The Master Gardener Plant Clinic is open Monday-Friday from 9am-1pm and volunteers are available to answer your questions. Our office is in the Marion County Extension Office at 1320 Capitol St NE, Suite 100, Salem OR 97301. You can also email questions along with your pictures to: email@example.com.
This Month’s Tips
- Prepare and prime your irrigation system for summer
- Use a soil thermometer to help you know when to plant vegetables. Wait until the soil is consistently above 70 degrees to plant tomatoes, squash, melons, peppers, and eggplant
- Plant dahlias, gladioli, and tuberous begonias in mid-May
- Manage weeds while they are small and actively growing with light cultivation or herbicides. Once the weed has gone to bud, herbicides are less effective
- Monitor aphids on strawberries and ornamentals. If present, control options include washing off with water, hand removal, or using registered insecticides labeled for the problem plant. Read and follow all label directions prior to using insecticides. Promoting natural enemies (predators and parasitoids that eat or kill insects) is a longer-term solution for insect control in gardens.
- Control slugs with bait or traps and by removing or mowing vegetation near garden plots
Please use the following link for more May Gardening tips: https://extension.oregonstate.edu/gardening/techniques/may-garden-calendar
This time of year, we get a lot of questions from backyard apple growers about codling moth.
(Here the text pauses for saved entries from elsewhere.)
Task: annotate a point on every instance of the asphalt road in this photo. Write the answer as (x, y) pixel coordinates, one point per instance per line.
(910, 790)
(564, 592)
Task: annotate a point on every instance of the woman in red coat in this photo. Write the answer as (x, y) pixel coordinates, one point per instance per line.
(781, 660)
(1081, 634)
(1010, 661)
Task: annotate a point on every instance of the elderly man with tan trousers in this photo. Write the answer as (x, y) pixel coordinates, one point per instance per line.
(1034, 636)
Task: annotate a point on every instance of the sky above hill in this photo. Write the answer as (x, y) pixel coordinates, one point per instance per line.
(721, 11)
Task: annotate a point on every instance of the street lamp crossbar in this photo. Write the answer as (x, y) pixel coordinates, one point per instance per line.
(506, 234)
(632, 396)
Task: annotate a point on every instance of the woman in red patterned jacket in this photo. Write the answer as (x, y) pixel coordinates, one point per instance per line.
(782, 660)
Timing of insecticides matters because the sprays work best on the eggs and very young larva. This timing changes every year based on the weather. This year is a late year (cold and wet delays the moths from emerging). Right now (5/9) it looks like spraying should start around June 5th in the Salem area. BUT this date may change if the weather pattern changes.
- Use fruit protection bags (Fruit Sox/Footies/paper bags or other physical barriers) over the fruit to block the moth from being able to lay eggs on the fruit. These need to go on before the moth is active (based on the current weather get those barriers on before 5/23). Basically, as soon as the fruit are large enough tie a bag on each fruit to protect it. Time consuming but effective.
- Surround (Kaolin clay) can act as a barrier/repellent.